Um escritor necessariamente encontra-se fora do tempo. O tempo literário de sua criação é parte da criação. Mesmo nas obras realistas mais “duras”, o recorte descritivo do tempo real é qualitativo, e não quantitativo. O tempo e o clima (cronos e kairos) de uma obra são parte desta e o escritor, enquanto causa eficiente de ambos, encontra-se do lado de fora. E ele não pode penetrar neste espaço. A fronteira para o escritor é intransponível: seus personagens ou versos habitam um espaço que, apesar de intimamente pertencente ao escritor, estará para fora dele e será, uma vez criado, sempre impenetrável.

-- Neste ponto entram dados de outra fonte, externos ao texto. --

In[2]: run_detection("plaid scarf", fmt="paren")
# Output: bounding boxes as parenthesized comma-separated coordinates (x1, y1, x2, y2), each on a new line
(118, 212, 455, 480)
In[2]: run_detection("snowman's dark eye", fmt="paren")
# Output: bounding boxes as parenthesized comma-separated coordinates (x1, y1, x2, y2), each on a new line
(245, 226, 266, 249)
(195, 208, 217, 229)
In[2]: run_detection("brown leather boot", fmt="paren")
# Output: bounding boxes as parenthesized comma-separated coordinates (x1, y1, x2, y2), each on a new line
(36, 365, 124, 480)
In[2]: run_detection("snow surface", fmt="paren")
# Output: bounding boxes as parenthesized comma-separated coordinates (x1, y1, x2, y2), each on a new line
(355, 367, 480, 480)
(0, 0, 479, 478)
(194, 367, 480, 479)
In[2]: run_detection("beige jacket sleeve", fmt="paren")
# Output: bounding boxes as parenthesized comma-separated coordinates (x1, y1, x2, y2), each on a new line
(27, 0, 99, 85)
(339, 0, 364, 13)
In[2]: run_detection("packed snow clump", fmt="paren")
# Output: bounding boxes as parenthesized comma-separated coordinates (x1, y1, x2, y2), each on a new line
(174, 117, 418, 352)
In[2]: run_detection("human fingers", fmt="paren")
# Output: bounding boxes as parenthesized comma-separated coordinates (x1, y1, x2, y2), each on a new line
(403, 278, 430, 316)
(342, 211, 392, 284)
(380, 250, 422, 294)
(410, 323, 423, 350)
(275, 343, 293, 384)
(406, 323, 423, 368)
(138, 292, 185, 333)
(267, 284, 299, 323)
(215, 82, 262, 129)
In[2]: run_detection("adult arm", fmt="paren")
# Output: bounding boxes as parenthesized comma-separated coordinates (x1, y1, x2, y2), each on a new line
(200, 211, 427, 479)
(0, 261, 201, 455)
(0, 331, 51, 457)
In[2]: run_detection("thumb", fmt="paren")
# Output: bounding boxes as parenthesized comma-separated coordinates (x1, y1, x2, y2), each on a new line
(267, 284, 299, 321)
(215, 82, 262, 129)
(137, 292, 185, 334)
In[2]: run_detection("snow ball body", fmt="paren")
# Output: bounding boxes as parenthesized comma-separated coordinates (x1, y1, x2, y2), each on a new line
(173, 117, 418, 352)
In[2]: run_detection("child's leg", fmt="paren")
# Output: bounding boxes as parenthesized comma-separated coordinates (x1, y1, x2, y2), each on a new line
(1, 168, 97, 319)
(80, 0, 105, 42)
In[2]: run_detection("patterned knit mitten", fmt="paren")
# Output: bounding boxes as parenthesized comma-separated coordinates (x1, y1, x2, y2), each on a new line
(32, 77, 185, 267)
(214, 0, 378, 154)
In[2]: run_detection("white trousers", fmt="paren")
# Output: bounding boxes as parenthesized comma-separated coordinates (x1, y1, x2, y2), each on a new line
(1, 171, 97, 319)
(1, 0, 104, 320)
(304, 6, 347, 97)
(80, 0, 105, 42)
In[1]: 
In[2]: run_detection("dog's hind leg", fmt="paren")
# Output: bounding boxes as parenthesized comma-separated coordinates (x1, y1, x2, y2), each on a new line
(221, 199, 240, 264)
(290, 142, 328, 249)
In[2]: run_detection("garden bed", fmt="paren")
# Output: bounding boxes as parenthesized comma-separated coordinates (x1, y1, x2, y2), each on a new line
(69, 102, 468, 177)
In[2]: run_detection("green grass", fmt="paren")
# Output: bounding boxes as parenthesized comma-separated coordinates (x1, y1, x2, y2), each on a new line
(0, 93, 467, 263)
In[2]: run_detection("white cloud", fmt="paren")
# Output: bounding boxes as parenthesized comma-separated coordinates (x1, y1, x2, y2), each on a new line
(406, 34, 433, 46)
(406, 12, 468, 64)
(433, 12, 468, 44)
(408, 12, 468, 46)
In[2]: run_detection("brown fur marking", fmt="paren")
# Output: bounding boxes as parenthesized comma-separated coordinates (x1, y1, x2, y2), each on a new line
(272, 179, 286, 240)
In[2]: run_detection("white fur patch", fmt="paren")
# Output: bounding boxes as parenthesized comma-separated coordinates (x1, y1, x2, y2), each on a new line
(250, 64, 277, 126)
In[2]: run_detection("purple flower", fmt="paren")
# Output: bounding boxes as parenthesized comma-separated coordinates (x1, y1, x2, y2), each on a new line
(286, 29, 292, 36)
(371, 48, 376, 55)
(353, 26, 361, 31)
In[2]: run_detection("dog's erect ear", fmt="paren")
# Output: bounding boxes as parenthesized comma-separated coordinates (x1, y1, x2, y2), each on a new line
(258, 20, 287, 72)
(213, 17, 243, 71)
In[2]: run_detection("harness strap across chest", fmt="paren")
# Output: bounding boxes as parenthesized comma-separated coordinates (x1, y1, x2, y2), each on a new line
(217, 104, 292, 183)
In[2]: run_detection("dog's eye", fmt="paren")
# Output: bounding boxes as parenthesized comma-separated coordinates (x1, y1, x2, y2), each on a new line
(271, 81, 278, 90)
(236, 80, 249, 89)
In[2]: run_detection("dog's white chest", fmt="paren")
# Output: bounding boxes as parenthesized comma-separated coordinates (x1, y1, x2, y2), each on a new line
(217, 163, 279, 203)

La dentro, o que acontece é um jogo entre as muitas possibilidades contidas na sensibilidade e na capacidade de expressão do artista. E esse jogo começa de forma guiada, segura, planejada… mas em algum ponto do processo a coisa toma vida própria. Os personagens participam do ser de seu criador, mas como ele não se confundem – eles existem, não são (ex-sistere… aparecimento)
Não consigo imaginar Dostoiévski a escrever friamente as palavras de Aliocha ou Ivan… como em um plano de obra, onde haverá uma catarse com hora marcada. Não consigo imaginar Camus a planejar de forma calculada a explosão de Meursault junto ao capelão ou Wilde fazendo cálculos na produção da Balada do Cárcere de Reading… são potencialidades desses seres que, em momentos de genialidade (um acaso feliz, segundo Nietzsche) irrompem na existência e veem à luz como novidade.

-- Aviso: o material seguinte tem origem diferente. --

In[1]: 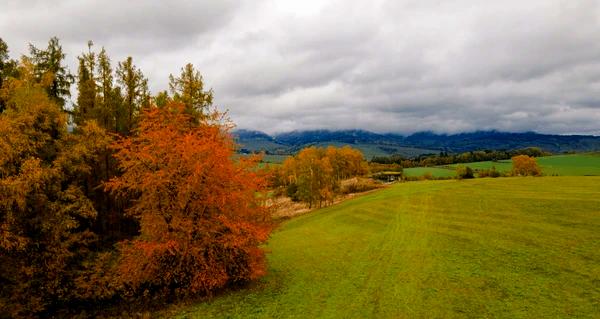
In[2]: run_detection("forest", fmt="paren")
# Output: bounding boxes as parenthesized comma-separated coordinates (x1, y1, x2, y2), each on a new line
(0, 37, 275, 317)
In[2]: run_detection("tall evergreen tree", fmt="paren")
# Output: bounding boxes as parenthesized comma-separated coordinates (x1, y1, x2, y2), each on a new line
(0, 38, 18, 113)
(116, 56, 149, 134)
(74, 41, 97, 125)
(96, 47, 120, 130)
(28, 37, 74, 108)
(169, 63, 213, 120)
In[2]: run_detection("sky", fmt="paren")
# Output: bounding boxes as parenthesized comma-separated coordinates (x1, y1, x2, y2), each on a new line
(2, 0, 600, 135)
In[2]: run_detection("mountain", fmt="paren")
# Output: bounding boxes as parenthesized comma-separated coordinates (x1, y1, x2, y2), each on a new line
(400, 131, 600, 153)
(233, 129, 600, 159)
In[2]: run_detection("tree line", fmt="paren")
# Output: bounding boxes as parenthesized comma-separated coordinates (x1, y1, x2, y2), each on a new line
(371, 147, 549, 167)
(0, 37, 271, 317)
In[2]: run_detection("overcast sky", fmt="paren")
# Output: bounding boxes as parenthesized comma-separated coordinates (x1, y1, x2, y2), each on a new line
(2, 0, 600, 135)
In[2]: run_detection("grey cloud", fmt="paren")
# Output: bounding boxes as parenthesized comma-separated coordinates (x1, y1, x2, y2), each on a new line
(1, 0, 600, 135)
(1, 0, 237, 53)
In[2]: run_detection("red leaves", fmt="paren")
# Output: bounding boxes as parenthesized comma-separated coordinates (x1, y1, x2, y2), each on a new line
(106, 102, 273, 297)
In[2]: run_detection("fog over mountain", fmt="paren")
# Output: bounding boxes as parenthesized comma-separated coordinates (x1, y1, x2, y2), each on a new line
(2, 0, 600, 135)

A escrita de valor é escrita com sangue… O sangue aqui é espírito. Mas o sangue que corre nas páginas dos romancistas e poetas não é o deles mesmos. E também não é sangue metafórico, força de expressão. Trata-se da espontaneidade das humanidades reais, expondo situações que tocam a profundidade do ser em situações-limite, catarses e paixões. São liberdades, que dependem de um criador mas que agem apesar da criação. O criador não está no tempo para determinar as escolhas e caminhos, embora possa fazê-lo quando assim o desejar…
Do ponto de vista do personagem, o tempo do escritor é a eternidade. E a intervenção da eternidade do tempo só pode ser considerada milagrosa.
E o que isso tudo tem a ver com o Natal?
Nas palavras do teólogo Hans Urs von Balthasar, “O Natal não é um evento na história, mas a invasão da eternidade do tempo”.
O milagre do Natal passa pelo fato de que o Criador deste mundo faz aquilo que o artista criador de mundos não pode fazer: ultrapassa a barreira dos dois tempos que o separam de sua obra. Deus não apenas se faz homem, entrando na cronologia do nosso mundo enquanto personagem, mas também entra no tempo existencial humano ao viver uma vida humana – nascer, ser cuidado por uma família, aprender, crescer em sabedoria, trabalhar, passar por privações, provações e angústias, dores físicas e morais até experimentar a morte. Ele torna-se personagem de si mesmo e, pelo mesmo expediente, torna todos os personagens autores de si mesmos…
A eternidade invade o tempo e o tempo torna-se eterno… tudo isso porque nasceu uma criança em Belém: O próprio Deus se faz personagem de sua obra. Isso confirma a liberdade dos seres existentes nesta obra. E, ao confirmar tal liberdade, transforma o homem sua vida em uma grande aventura: pois apenas onde há riscos e possibilidades reais há aventura de verdade. Alegrias, dores, angústias, gozos… tudo não previsto por um Deus que limita nossa liberdade, mas sim criado por um Deus que, ao fazê-lo, a possibilita.